The easiest part for me is laughing at parts of this because I traffic in comedy. It’s my currency. I have to consciously choose to be less receptive to laughs sometimes because shit ain’t always funny. But in the same vein, I was at a protest organized by very young people, of which I’m not, and one of the speakers asked the crowd, “Can you hear me?” And the best response was just a very honest and possibly tired Black woman saying, “No, baby, speak up!” I laughed my ass off. It was hilarious but also affirming. And right now, that combo, that’s what is making me laugh.
Charla Lauriston: I just finally don’t feel crazy. Like before the world was just chugging along like everything wasn’t on fire. Now at least America’s finally being honest with itself. That’s funny, to me at least.
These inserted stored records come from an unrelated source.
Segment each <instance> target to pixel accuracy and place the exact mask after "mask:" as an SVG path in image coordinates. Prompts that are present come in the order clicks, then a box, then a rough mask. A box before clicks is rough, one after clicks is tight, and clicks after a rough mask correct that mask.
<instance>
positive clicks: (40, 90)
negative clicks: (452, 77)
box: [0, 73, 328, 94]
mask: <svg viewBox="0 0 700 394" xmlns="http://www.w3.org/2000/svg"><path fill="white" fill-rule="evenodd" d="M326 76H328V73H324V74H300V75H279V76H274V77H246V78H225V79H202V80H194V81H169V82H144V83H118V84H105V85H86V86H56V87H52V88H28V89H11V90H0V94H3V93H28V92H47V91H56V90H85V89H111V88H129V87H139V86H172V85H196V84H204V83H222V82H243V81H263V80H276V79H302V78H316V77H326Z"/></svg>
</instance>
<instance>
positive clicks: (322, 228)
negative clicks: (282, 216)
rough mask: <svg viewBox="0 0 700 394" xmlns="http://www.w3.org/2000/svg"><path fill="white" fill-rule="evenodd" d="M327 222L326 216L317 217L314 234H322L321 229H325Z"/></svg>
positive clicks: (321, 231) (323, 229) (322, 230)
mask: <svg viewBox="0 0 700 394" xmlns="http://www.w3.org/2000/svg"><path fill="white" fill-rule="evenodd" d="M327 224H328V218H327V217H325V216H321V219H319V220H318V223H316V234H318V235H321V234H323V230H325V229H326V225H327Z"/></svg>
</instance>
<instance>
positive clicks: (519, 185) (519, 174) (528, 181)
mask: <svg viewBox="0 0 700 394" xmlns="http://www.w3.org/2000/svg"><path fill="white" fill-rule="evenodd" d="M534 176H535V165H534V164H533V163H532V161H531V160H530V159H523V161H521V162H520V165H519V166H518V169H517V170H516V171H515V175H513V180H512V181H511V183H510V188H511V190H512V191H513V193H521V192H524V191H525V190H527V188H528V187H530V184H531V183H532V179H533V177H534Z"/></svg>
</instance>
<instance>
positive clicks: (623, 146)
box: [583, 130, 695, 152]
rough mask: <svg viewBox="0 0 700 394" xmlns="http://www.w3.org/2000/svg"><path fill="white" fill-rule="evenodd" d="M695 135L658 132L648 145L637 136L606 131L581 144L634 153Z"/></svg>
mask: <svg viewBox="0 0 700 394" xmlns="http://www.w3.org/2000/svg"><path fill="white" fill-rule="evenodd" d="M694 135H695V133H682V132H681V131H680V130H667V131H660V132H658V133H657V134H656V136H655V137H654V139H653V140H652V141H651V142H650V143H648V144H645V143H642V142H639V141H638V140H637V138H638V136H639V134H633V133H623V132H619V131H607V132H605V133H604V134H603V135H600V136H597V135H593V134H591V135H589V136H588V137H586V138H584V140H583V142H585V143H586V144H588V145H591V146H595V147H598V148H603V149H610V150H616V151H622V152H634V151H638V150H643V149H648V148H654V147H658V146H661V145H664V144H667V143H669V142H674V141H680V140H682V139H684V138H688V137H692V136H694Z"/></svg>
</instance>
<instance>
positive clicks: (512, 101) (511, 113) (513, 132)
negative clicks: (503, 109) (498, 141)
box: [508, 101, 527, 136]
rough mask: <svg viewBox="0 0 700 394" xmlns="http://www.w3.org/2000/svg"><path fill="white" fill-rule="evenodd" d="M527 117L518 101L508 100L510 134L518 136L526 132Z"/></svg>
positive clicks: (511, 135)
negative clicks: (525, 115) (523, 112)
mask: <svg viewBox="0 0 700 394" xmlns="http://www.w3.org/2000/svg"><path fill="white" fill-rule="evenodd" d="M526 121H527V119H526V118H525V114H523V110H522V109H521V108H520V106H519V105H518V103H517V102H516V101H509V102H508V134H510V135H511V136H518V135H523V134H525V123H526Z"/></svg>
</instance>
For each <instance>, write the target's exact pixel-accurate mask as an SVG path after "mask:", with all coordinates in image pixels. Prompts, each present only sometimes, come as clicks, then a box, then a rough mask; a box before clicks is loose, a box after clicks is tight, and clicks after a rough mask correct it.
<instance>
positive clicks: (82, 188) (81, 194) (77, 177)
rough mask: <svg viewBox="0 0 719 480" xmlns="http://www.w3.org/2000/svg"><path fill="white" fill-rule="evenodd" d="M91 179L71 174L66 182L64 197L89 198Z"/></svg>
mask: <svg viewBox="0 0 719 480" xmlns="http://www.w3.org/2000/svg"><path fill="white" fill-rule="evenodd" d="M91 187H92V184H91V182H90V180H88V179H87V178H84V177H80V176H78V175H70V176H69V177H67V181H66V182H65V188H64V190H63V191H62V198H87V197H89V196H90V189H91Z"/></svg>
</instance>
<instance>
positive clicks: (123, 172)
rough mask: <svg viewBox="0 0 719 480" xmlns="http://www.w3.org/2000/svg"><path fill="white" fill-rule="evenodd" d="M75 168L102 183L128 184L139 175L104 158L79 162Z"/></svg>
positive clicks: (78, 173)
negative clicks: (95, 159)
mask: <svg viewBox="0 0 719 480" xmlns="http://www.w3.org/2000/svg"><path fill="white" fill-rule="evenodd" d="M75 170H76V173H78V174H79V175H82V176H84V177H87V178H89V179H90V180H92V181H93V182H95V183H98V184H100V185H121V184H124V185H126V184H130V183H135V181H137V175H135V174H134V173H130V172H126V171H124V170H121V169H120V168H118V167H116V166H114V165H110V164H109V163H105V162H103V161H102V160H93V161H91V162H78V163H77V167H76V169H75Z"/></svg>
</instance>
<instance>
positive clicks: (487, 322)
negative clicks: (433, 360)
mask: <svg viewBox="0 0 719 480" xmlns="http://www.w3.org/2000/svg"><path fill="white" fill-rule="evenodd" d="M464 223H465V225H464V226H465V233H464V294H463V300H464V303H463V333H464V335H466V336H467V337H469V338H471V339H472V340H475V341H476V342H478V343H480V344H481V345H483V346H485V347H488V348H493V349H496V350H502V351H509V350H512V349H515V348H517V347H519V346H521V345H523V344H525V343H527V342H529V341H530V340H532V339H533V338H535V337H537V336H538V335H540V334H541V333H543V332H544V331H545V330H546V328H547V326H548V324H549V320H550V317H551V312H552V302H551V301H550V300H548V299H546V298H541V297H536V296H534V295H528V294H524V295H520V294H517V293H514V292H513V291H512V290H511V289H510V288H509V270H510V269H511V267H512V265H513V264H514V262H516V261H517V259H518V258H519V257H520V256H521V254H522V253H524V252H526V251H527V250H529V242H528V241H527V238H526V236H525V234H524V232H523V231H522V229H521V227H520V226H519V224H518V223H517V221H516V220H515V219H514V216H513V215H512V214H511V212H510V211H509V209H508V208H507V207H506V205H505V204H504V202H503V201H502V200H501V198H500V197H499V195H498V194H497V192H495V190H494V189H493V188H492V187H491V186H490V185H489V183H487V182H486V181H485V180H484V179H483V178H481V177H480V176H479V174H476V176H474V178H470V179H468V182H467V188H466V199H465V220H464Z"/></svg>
Edgar Momplaisir: I saw a poem comparing being Black in America to the same adrenaline rush you get from extreme sports. I think it works the same with our humor. It’s almost our way of breaking tension, which I believe we have so much of. I think we developed a sense of humor to add levity to such an intense life.
As for what I’m doing to laugh? Talking to my Black friends. Whether it’s on Zoom or a phone call or finding out the max number of people that can be added to FaceTime (I found out and Apple has asked that I neither say nor attempt to reach that number again). I think it comes back to the whole idea of tension. Only Black people can share a cathartic laugh with me about this tension. Anyone else, I’m either passing the stress onto them or they are ignoring its existence. But a Black person understands why seeing two guys drive through the Hollywood protest playing “I’m in Love With the Coco” is so fucking funny.
Ify Nwadiwe: I feel like there are two main feelings and thoughts I have about what’s so funny about being Black. The first is that knowing the history of Black people — the struggle that we’ve been through and how much work white supremacy has put in to oppress us — it’s funny that we can still find the comedy in the struggle. The fact that we can build SpongeBob memes out of a whole system built to destroy us is really funny and inspiring. My second thought piggybacks off of that idea, and it’s that knowing all of this — all the things that are stacked against us Black people — comedy, laughter, and joy is an act of resistance. We’re basically saying that no matter what you throw at us, you won’t steal our joy, and I love it.
So what’s making me laugh? All of that. The jokes, the memes, and how completely stupid racists look trying to keep up the façade of their “We didn’t do anything” mentality. Every move white supremacy makes now is so transparent, and I live to watch every racist get dragged on the daily. Anime is still really funny, too, when it gets a li’l too heavy and I need to escape.
Becca O’Neal: Other Black people are making me laugh right now. Subversion is always funny. And no one’s better at subverting the status quo than people being actively oppressed.
Jasmine Pierce: This is the first time we’re getting to expose the absurdities of our daily life and everyone is listening. Being Black in a white world is the joke; we just have to write it down.